要件の整理に2週間、候補の絞り込みと見積もり取得に2週間、トライアルでの実地確認に3〜4週間で、合計2か月程度が目安です。トライアル期間を短縮すると訓練配信を1回しか試せず、名簿更新の負荷を測れません。稟議の期間を別途見込むなら、導入希望日の3か月前には要件整理を始めてください。年度初めの4月に運用開始したい場合、1月着手が現実的な線です。

導入社数や導入実績の多さはどこまで判断材料にしてよいですか?

候補の母集団を作る段階では使えますが、最終判断の軸には向きません。導入社数には無料プランや小規模契約が含まれることが多く、自社と同じ規模・業種での実績かどうかが分からないためです。数字を見るなら、総数ではなく「自社と同業種・同規模の導入事例が公開されているか」を確認してください。事例のなかで、拠点数と従業員数、名簿更新の運用体制が書かれているものは判断材料になります。

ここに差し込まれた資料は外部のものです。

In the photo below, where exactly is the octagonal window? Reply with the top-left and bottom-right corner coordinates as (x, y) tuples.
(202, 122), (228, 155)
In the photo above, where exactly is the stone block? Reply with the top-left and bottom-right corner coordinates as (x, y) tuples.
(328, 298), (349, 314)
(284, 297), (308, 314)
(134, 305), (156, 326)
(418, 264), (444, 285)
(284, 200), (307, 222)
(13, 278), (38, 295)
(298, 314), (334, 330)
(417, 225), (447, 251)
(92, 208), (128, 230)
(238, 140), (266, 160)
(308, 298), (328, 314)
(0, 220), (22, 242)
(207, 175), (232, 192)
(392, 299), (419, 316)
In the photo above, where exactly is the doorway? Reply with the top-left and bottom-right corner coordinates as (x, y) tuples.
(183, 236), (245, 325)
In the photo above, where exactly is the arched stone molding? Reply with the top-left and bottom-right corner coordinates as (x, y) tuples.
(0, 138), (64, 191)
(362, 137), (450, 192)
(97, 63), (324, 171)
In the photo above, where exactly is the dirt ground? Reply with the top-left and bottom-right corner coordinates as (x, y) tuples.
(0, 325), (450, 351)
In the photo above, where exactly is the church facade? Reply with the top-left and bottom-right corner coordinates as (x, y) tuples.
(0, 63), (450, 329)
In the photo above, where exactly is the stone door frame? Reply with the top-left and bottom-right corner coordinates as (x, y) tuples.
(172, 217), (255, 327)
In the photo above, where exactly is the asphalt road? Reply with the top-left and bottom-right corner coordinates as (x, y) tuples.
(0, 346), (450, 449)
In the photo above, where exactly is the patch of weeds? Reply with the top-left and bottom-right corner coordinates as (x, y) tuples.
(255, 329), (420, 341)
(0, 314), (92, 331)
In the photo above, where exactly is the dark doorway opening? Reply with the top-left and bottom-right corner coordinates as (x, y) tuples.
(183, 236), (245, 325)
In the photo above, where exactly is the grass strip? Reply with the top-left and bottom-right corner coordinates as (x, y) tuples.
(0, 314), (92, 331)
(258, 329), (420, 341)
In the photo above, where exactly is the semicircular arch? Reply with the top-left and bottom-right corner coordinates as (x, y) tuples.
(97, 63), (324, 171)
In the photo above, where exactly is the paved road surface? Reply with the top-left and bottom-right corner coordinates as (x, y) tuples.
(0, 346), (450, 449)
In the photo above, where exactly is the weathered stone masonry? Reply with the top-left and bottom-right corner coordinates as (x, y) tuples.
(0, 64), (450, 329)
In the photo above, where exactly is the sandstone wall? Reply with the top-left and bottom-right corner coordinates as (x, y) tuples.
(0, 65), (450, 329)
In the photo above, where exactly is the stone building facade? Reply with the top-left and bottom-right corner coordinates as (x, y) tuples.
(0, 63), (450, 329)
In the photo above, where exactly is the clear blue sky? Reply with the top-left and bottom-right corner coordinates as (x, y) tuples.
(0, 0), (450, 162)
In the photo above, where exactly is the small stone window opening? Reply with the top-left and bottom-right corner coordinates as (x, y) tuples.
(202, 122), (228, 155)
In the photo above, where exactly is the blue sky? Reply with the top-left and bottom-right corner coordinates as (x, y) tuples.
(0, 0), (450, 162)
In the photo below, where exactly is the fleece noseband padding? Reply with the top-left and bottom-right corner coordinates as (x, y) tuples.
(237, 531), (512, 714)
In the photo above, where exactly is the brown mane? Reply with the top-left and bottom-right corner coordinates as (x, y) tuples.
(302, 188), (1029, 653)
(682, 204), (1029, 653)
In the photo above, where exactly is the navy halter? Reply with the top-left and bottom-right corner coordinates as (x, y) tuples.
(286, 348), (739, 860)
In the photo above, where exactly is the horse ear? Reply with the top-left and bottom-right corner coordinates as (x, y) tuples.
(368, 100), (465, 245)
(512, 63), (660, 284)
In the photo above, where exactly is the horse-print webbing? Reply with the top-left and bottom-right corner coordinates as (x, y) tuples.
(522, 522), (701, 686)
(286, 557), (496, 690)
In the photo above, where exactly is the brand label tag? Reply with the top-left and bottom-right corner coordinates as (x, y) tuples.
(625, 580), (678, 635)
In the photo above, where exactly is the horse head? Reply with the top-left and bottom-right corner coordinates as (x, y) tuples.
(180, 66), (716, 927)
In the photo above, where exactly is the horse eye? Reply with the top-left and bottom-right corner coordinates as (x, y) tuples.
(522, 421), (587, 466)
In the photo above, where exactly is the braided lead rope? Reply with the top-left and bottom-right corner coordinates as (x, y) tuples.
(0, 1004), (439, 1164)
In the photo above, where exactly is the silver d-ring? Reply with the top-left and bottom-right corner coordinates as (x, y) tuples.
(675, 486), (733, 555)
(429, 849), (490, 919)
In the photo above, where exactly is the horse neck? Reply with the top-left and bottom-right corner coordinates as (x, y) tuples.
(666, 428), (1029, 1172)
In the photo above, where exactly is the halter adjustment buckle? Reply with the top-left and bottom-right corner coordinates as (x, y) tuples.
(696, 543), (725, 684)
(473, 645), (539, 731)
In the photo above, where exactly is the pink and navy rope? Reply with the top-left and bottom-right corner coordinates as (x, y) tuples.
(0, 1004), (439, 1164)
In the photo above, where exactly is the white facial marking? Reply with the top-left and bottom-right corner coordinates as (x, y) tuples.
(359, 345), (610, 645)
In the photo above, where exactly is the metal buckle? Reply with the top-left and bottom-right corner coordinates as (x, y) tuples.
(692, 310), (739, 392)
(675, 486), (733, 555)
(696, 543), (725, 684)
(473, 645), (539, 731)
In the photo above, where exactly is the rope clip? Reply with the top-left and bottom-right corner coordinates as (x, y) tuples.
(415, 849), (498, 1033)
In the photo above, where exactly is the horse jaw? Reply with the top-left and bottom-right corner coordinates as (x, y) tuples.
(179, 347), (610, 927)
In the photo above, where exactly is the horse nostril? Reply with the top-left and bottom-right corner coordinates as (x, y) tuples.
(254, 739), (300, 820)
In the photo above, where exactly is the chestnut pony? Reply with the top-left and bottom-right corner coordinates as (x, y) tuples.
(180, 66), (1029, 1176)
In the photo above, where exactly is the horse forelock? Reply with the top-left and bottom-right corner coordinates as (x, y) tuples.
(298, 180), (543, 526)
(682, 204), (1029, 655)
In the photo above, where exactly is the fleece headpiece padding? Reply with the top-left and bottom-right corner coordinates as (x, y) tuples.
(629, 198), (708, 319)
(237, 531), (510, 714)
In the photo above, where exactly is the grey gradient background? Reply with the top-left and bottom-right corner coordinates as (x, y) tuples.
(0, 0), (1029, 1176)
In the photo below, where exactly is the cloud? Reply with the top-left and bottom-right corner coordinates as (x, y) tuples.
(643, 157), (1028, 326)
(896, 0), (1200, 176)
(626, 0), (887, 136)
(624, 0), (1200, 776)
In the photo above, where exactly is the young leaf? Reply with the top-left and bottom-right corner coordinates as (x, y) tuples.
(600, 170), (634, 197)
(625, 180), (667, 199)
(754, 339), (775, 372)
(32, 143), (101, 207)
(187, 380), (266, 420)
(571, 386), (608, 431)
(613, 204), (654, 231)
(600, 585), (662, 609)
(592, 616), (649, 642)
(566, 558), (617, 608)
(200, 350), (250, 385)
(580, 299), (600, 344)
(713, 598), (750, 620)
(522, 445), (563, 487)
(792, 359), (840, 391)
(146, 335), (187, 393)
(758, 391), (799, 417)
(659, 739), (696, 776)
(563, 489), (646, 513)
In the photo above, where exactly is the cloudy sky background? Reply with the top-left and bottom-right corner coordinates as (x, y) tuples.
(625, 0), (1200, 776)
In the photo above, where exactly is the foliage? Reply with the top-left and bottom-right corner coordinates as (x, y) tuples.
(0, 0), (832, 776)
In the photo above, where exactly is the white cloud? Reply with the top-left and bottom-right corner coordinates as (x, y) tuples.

複数のサービスを同時にトライアルしても問題ありませんか?

同時進行を推奨します。時期をずらすと、担当者の記憶と体調で評価がぶれるためです。ただし訓練配信を同じ従業員に同時期に複数回送ると現場が混乱するので、試験対象は情報システム部門と1部署の10〜20名程度に限定してください。評価シートを先に作り、3社とも同じ項目・同じ手順で操作すると、比較の精度が上がります。

既存のグループウェアの安否確認機能で足りるか、どう見分けますか?

判断軸は3つです。気象情報と連動した自動配信が起動するか、社内ネットワークやシングルサインオンに依存せず社外から回答できるか、未回答者への自動再送があるか。この3つが揃っていれば、専用システムを別に入れる必要は薄くなります。1つでも欠けるなら、初動が担当者の手動操作に依存する構成です。グループウェア側の機能範囲はグループウェアの主な機能とクラウド型・オンプレ型の違いで確認できます。

見積もりを取る際にベンダーへ必ず確認すべき項目は何ですか?

料金以外では4項目です。データセンターの所在地と冗長構成、過去の大規模災害時における配信の実績、契約人数を一時的に超過した場合の扱い、サポートの受付時間と災害時の対応体制。とくに人数超過の扱いは見落とされがちで、期中に採用が増えた際の追加請求の条件を確認しておくと、翌年度の予算がぶれません。回答は口頭ではなく書面で受け取ってください。